Belzer was in town last week to give a lecture about the project with her husband, author Michael Pollan (‘The Omnivore’s Dilemma: A Natural History of Four Meals’), and gallery owner Christina Kim. The latter, a clothing designer who uses recycled material in her work, asked Belzer to create a show in her urban loft after one of her fashion lines was inspired by Belzer’s paintings. As for Pollan’s role, Belzer’s collaboration with him has lasted for more than 30 years (since they met at Bennington College in Vermont) and includes a 16-year-old son. Though they may argue about which music will be their muse as they paint and write side by side, you can see the common tie that binds their intellectual curiosity. They each take something that is everywhere in our daily lives -- trees, and in Pollan’s case, food -- and put it under a microscope to illuminate a larger story.

Plywood, for example, ‘is a very everyday construction material,’ Belzer says, ‘but yet when you actually stop to reflect on it, it’s a beautiful material and actually relates to you. It’s not something that just magically appears at the lumberyard.’

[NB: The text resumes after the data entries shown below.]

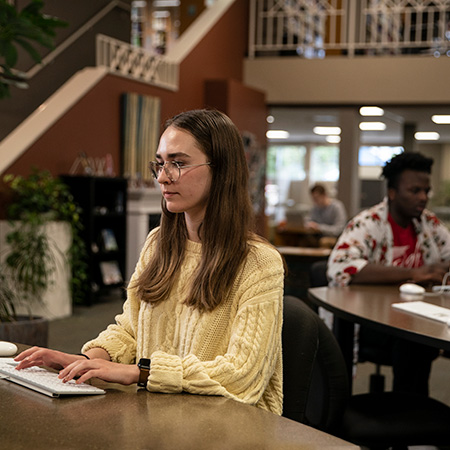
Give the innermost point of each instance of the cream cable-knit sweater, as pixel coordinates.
(233, 351)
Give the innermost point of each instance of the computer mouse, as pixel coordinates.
(411, 288)
(7, 348)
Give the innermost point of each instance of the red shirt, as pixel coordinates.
(406, 253)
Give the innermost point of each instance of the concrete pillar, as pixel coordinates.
(409, 142)
(349, 191)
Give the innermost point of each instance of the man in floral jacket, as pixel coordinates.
(397, 241)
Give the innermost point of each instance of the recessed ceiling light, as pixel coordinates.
(441, 119)
(327, 131)
(426, 136)
(277, 134)
(372, 126)
(371, 111)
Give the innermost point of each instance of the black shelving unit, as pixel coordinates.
(104, 204)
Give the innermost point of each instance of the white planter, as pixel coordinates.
(57, 300)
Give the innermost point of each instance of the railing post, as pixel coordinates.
(351, 34)
(252, 29)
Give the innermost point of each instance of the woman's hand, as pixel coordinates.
(37, 356)
(99, 368)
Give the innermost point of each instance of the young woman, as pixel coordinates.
(204, 307)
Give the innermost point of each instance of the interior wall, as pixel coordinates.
(93, 125)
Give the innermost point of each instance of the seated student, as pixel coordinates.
(397, 241)
(204, 305)
(328, 215)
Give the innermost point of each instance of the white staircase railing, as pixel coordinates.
(313, 28)
(137, 63)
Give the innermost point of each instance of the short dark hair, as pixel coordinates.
(319, 188)
(404, 161)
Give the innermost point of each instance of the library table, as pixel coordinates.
(127, 418)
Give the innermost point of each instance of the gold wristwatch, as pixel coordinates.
(144, 371)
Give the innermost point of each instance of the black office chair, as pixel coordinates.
(374, 420)
(368, 350)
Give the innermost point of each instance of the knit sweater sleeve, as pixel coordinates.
(119, 339)
(253, 353)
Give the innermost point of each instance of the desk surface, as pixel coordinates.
(125, 418)
(313, 252)
(372, 305)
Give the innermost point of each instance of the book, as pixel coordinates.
(110, 272)
(109, 240)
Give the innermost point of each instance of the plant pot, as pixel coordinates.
(27, 331)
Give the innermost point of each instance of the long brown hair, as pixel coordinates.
(226, 227)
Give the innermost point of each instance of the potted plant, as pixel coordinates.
(23, 29)
(32, 258)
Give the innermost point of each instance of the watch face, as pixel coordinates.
(144, 362)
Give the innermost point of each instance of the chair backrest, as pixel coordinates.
(315, 385)
(318, 274)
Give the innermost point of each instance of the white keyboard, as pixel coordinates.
(424, 309)
(44, 381)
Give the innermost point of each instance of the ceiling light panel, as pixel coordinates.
(372, 126)
(426, 136)
(277, 134)
(371, 111)
(441, 119)
(327, 131)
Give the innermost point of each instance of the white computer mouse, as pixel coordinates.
(411, 288)
(7, 348)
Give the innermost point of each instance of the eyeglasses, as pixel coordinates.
(171, 168)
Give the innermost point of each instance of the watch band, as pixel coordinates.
(144, 371)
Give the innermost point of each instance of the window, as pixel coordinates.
(285, 163)
(324, 164)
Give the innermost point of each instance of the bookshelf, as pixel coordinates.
(104, 204)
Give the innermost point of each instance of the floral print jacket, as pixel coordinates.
(368, 238)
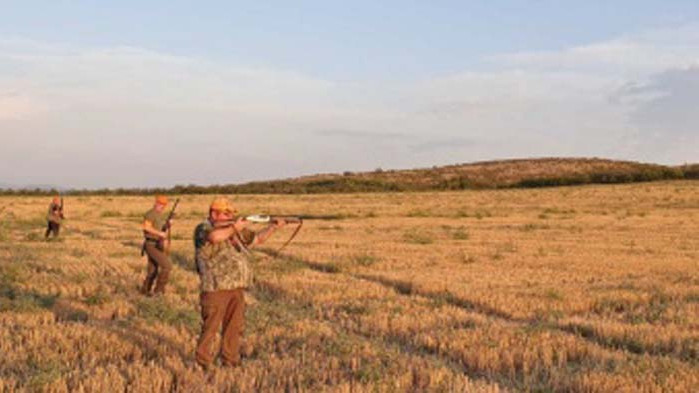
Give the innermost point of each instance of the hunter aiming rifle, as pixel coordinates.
(263, 219)
(60, 210)
(166, 227)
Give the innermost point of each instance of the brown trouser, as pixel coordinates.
(52, 227)
(224, 310)
(159, 267)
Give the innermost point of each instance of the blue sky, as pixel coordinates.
(316, 86)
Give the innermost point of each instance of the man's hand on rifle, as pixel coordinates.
(279, 222)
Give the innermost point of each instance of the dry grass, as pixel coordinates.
(585, 289)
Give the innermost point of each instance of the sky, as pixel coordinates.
(157, 93)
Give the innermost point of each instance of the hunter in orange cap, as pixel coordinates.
(54, 217)
(222, 204)
(155, 230)
(222, 255)
(161, 200)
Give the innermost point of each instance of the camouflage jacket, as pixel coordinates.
(54, 214)
(222, 265)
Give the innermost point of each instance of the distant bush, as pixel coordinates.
(551, 172)
(110, 213)
(691, 171)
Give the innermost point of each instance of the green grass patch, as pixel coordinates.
(110, 213)
(414, 236)
(158, 310)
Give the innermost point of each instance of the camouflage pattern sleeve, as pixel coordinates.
(201, 232)
(247, 236)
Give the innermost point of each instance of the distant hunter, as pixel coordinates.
(156, 229)
(54, 217)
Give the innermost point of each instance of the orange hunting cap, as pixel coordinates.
(222, 204)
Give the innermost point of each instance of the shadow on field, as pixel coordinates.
(686, 354)
(153, 346)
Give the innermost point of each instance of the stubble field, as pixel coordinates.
(584, 289)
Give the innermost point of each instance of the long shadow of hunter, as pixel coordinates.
(686, 354)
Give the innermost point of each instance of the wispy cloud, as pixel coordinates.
(358, 134)
(435, 145)
(605, 98)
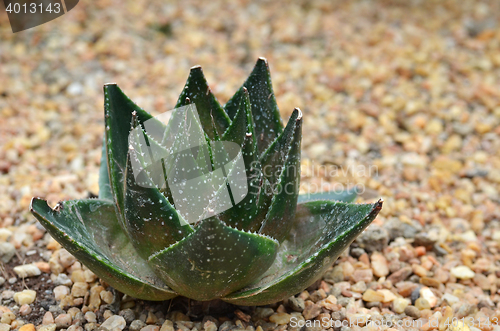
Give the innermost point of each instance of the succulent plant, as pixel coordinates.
(270, 245)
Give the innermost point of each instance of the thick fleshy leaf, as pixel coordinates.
(89, 230)
(239, 126)
(266, 116)
(152, 222)
(321, 231)
(348, 195)
(274, 158)
(118, 109)
(243, 215)
(214, 260)
(279, 218)
(104, 186)
(210, 112)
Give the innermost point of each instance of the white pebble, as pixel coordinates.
(25, 297)
(27, 270)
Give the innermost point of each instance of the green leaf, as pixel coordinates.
(89, 230)
(152, 222)
(243, 215)
(239, 126)
(214, 260)
(321, 231)
(274, 158)
(118, 109)
(104, 186)
(279, 217)
(266, 115)
(210, 112)
(348, 195)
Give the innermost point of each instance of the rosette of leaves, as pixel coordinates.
(272, 244)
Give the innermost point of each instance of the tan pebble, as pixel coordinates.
(280, 318)
(114, 322)
(79, 289)
(7, 317)
(441, 275)
(462, 272)
(387, 294)
(55, 267)
(151, 328)
(53, 245)
(43, 266)
(428, 295)
(169, 326)
(372, 296)
(78, 276)
(24, 310)
(430, 281)
(406, 288)
(48, 318)
(65, 258)
(27, 270)
(25, 297)
(420, 250)
(77, 301)
(107, 296)
(63, 321)
(90, 317)
(311, 310)
(48, 327)
(95, 296)
(400, 275)
(421, 304)
(89, 276)
(399, 305)
(419, 270)
(365, 275)
(73, 311)
(107, 314)
(459, 327)
(60, 292)
(379, 264)
(151, 319)
(326, 320)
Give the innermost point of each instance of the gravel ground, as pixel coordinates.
(403, 94)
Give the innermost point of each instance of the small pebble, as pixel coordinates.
(7, 252)
(137, 325)
(114, 323)
(90, 317)
(280, 318)
(63, 321)
(25, 310)
(167, 326)
(25, 297)
(151, 328)
(462, 272)
(79, 289)
(412, 311)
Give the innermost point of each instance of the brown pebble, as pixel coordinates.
(400, 275)
(429, 281)
(412, 311)
(311, 310)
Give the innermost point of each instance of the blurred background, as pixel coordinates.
(411, 88)
(401, 98)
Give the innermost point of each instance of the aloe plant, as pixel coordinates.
(265, 248)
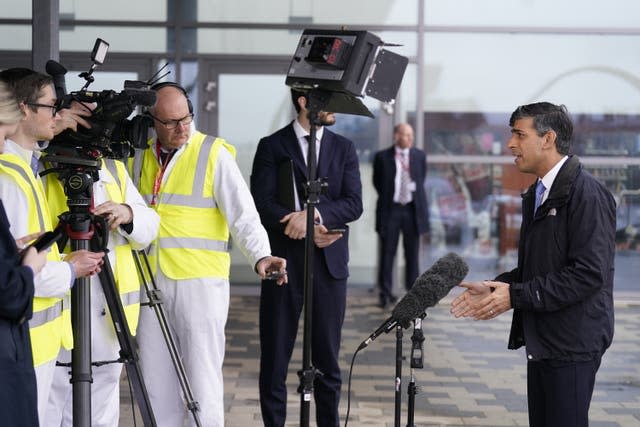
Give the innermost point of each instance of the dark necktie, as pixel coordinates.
(540, 188)
(404, 195)
(34, 164)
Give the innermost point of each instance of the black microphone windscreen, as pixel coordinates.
(407, 309)
(433, 285)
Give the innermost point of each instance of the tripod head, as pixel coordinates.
(77, 176)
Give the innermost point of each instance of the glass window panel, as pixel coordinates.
(116, 10)
(533, 13)
(330, 12)
(244, 42)
(120, 39)
(15, 37)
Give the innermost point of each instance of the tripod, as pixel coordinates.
(90, 232)
(314, 187)
(155, 302)
(416, 363)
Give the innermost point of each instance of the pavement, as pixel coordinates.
(469, 377)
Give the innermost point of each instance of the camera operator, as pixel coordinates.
(195, 185)
(18, 406)
(50, 327)
(132, 225)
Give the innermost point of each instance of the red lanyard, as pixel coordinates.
(163, 166)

She likes to play with the symbolic ideas of wood as well. Just as our culture has looked at trees ‘as these symbols of stability, of history’; as ‘a place that you go to for a peaceful lie down’; or as a ‘threat of fire,’ she hopes that those walking through her exhibition will see how all these elements intertwine.

‘It was just amazing to start to see the connections,’ says Belzer, who sees the installation, available for viewing by appointment, as ‘perhaps a first step in helping us through what our relationship is to nature now in these troubled environmental times.’